The latest manifestation of the simmering conflict between the North Ossetian interior minister and the republic’s government is notable for its principled character, which elucidates the changing dynamic of relations between Moscow and regions. “Many people in the Russian Federation still cannot reject imperial thinking,” Kesaev said in his diatribe against the North Ossetian interior minister and the general hostility in Moscow against regional autonomy. “They reckon ‘once I was sent here, I am the boss, I am right and you are all under me.’ This is not going to happen” (https://www.gradus.pro/interview/stanislav-kesaev-ya-druzhu-s-tajmurazom-mamsurovy-m-no-mnogie-dejstviya-ego-komandy-mne-neponyatny.html).

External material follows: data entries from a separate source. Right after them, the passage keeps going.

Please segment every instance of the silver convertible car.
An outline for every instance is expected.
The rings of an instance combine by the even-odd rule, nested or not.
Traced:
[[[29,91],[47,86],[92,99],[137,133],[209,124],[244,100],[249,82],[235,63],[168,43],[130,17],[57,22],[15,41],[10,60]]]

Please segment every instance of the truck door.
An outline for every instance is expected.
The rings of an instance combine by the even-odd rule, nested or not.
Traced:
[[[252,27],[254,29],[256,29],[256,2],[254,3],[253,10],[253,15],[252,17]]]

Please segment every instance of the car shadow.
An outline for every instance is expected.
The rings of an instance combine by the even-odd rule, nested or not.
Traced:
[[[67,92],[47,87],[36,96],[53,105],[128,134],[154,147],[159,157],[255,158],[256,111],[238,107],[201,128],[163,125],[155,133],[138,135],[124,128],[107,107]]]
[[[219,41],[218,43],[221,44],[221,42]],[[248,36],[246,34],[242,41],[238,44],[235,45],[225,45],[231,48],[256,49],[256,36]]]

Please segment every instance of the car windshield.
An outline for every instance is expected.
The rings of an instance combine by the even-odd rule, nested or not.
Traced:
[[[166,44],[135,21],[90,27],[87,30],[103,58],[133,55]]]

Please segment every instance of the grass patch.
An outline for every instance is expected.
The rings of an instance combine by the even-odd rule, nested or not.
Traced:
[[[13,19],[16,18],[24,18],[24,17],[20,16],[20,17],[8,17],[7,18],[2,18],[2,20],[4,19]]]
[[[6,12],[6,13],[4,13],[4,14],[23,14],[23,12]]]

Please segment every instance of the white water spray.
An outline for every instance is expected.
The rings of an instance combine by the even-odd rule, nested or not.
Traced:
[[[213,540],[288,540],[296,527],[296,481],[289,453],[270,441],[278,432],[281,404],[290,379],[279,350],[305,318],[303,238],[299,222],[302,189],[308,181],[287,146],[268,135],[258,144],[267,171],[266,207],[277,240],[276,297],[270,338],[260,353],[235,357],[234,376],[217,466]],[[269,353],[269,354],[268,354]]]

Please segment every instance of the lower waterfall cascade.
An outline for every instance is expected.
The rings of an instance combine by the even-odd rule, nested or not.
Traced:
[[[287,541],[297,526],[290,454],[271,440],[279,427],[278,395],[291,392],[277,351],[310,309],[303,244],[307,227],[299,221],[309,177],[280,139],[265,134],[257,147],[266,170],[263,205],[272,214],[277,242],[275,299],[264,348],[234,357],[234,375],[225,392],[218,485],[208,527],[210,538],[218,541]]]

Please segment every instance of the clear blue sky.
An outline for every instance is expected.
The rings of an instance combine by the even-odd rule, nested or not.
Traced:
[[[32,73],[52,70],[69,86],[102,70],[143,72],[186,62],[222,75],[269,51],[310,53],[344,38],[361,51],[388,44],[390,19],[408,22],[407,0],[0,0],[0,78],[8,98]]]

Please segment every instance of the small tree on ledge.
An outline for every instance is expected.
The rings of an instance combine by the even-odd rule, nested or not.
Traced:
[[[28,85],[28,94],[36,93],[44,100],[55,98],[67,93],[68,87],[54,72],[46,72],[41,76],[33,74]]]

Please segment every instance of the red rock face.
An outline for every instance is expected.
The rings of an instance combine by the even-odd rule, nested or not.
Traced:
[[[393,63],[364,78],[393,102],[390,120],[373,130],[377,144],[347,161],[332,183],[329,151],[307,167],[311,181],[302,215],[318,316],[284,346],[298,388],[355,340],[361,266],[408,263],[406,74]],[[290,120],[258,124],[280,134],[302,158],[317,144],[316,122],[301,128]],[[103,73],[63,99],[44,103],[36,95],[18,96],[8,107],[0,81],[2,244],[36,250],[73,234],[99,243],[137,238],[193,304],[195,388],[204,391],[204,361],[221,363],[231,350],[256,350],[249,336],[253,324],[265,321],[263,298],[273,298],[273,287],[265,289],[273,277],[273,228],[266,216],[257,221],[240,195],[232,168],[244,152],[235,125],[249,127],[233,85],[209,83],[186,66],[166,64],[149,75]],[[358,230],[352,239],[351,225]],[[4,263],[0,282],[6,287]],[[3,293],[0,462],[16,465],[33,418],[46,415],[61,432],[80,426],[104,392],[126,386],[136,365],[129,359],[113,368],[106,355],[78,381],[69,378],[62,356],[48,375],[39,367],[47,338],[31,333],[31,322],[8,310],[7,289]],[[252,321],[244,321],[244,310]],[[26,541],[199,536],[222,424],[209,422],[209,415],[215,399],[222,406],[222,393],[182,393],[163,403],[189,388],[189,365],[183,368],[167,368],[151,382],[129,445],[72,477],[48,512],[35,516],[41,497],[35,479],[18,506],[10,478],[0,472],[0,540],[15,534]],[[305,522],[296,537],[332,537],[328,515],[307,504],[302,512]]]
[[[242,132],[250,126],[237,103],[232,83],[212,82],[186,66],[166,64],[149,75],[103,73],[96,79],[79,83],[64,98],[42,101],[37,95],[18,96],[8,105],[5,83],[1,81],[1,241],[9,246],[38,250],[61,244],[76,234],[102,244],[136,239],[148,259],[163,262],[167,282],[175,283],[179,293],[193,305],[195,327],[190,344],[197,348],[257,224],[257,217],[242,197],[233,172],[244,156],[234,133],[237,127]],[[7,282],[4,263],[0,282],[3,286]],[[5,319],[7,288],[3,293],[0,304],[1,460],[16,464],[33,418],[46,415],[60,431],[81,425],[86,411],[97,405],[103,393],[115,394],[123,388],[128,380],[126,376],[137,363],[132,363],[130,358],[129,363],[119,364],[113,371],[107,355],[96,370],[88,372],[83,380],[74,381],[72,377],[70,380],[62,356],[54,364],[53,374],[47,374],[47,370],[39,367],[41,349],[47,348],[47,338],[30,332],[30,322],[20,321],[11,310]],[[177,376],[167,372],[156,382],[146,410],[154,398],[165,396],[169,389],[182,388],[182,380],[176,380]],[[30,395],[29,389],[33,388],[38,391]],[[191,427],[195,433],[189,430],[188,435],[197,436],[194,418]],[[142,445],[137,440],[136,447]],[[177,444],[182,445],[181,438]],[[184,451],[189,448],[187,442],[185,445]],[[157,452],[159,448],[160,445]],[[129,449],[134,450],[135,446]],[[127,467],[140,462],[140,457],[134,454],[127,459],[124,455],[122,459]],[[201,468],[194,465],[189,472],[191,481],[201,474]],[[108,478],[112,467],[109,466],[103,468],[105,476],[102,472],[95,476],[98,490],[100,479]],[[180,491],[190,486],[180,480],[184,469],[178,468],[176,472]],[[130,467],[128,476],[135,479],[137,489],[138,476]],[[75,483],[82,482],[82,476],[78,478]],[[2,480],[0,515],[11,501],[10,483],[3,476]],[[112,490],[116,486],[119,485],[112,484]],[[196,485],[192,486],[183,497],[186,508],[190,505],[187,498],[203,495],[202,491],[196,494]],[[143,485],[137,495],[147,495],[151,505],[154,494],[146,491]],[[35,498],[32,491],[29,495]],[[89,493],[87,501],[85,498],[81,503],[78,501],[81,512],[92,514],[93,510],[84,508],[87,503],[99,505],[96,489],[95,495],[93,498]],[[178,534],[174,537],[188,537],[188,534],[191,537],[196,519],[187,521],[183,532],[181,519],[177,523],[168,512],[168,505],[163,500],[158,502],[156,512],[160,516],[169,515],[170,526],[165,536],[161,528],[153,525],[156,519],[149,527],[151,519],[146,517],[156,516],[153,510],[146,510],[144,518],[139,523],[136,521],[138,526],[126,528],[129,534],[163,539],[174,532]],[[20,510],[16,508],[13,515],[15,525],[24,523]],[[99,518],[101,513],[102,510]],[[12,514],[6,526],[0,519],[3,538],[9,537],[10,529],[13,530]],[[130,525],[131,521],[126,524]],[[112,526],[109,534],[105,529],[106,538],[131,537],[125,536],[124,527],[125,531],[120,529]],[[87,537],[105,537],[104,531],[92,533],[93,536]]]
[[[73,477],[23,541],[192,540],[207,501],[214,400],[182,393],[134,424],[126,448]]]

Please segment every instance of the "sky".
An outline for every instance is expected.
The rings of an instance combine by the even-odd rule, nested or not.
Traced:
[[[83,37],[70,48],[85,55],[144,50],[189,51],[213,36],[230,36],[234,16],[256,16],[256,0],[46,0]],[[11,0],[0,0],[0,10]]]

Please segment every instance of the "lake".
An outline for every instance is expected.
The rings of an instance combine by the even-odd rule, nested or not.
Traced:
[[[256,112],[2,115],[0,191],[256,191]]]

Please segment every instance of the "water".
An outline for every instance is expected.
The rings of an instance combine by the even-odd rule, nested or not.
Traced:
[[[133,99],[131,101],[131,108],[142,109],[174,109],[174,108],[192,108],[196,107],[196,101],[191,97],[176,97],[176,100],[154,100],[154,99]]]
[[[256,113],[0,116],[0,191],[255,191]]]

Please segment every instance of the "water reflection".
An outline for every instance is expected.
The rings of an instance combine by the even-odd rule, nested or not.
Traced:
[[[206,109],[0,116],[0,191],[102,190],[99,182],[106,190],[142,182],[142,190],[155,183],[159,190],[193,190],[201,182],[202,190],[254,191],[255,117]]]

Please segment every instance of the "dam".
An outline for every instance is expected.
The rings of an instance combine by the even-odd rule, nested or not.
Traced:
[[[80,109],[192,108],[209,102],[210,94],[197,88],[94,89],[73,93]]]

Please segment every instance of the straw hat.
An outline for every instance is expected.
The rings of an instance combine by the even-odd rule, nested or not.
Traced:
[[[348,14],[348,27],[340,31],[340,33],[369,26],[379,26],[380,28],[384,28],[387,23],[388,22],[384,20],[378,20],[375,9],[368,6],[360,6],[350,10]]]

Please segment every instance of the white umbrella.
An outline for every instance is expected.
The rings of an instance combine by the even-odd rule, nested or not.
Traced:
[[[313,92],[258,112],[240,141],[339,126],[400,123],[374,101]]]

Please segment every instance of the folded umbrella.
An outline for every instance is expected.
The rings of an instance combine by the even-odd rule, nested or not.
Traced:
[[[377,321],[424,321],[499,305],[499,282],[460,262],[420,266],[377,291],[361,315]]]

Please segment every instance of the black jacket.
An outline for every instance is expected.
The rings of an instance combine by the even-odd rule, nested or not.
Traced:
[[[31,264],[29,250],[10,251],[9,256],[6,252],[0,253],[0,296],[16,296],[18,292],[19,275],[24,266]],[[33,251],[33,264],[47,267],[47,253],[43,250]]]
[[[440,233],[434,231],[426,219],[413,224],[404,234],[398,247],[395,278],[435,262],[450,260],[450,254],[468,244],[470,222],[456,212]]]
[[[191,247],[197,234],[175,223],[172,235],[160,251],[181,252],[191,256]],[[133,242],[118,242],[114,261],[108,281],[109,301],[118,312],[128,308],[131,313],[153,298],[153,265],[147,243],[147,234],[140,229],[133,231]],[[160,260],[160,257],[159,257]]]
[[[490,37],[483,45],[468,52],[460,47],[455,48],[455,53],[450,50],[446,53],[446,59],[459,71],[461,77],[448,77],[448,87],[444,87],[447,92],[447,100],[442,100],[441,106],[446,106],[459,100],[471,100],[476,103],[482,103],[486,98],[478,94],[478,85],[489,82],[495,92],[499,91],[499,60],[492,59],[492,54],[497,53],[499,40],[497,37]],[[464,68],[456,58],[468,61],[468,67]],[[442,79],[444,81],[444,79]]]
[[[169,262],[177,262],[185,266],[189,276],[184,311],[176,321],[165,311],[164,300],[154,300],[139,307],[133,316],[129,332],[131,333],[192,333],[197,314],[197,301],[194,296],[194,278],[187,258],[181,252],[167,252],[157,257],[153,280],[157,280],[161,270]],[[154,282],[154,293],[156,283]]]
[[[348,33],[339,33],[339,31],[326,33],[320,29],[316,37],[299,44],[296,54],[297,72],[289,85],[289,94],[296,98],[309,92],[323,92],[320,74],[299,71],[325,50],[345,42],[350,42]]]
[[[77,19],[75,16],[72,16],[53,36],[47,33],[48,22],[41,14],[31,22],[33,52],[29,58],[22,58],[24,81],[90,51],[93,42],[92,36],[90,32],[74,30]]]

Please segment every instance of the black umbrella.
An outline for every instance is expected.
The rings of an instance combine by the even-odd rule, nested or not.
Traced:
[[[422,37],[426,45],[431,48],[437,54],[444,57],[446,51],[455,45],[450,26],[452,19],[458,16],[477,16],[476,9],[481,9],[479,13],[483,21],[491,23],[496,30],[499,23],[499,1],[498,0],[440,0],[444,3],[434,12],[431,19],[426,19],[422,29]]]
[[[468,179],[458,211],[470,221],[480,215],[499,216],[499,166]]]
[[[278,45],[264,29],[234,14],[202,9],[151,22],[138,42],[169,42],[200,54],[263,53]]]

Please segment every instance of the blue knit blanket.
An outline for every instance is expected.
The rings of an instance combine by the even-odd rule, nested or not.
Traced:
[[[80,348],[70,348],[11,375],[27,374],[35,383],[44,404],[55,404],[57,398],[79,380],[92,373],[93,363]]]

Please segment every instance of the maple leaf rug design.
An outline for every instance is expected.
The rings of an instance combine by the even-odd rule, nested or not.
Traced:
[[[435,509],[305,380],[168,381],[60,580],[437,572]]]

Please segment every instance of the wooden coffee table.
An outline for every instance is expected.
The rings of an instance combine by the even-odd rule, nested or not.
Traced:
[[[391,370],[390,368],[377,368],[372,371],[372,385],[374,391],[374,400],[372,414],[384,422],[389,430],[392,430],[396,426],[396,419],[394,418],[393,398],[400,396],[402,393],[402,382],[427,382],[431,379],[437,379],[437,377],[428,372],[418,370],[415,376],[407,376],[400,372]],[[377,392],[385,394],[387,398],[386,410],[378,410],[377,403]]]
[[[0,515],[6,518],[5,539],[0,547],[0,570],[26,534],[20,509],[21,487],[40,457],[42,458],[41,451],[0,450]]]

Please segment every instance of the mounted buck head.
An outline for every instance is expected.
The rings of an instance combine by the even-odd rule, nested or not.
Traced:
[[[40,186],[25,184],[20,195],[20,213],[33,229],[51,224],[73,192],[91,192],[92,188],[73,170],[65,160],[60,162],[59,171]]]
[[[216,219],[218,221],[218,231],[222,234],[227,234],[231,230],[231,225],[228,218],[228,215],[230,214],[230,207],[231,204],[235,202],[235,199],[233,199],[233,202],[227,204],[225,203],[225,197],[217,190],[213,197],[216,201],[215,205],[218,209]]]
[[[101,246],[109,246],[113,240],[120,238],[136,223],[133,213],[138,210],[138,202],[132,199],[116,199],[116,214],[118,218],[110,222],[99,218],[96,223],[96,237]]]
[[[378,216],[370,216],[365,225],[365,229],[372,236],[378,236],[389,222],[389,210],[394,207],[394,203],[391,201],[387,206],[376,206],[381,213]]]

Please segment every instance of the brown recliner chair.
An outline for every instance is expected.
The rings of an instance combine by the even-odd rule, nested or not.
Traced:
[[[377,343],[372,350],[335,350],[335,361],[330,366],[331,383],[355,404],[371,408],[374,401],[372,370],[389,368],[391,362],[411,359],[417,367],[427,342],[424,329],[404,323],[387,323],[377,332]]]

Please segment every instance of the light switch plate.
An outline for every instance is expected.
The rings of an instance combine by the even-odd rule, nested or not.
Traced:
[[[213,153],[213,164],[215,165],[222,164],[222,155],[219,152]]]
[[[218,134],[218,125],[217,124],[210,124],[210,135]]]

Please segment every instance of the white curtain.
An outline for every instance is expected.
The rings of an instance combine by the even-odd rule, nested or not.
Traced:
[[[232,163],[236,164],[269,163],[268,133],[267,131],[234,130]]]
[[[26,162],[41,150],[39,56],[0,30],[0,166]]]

So it appears that discontent with Moscow’s policies aimed at controlling every possible aspect of political life in the regions evokes protest among regional elites even in relatively quiet and conformist republics like North Ossetia. This was to be expected, as the Russian government’s growing control over the regions in the North Caucasus has yielded few practical benefits for the locals. Also, since the process of establishing greater control over the regions have been accompanied by the rise of Russian nationalism, the non-Russian regions of Russia were bound to react to the trend with the corresponding regional nationalisms.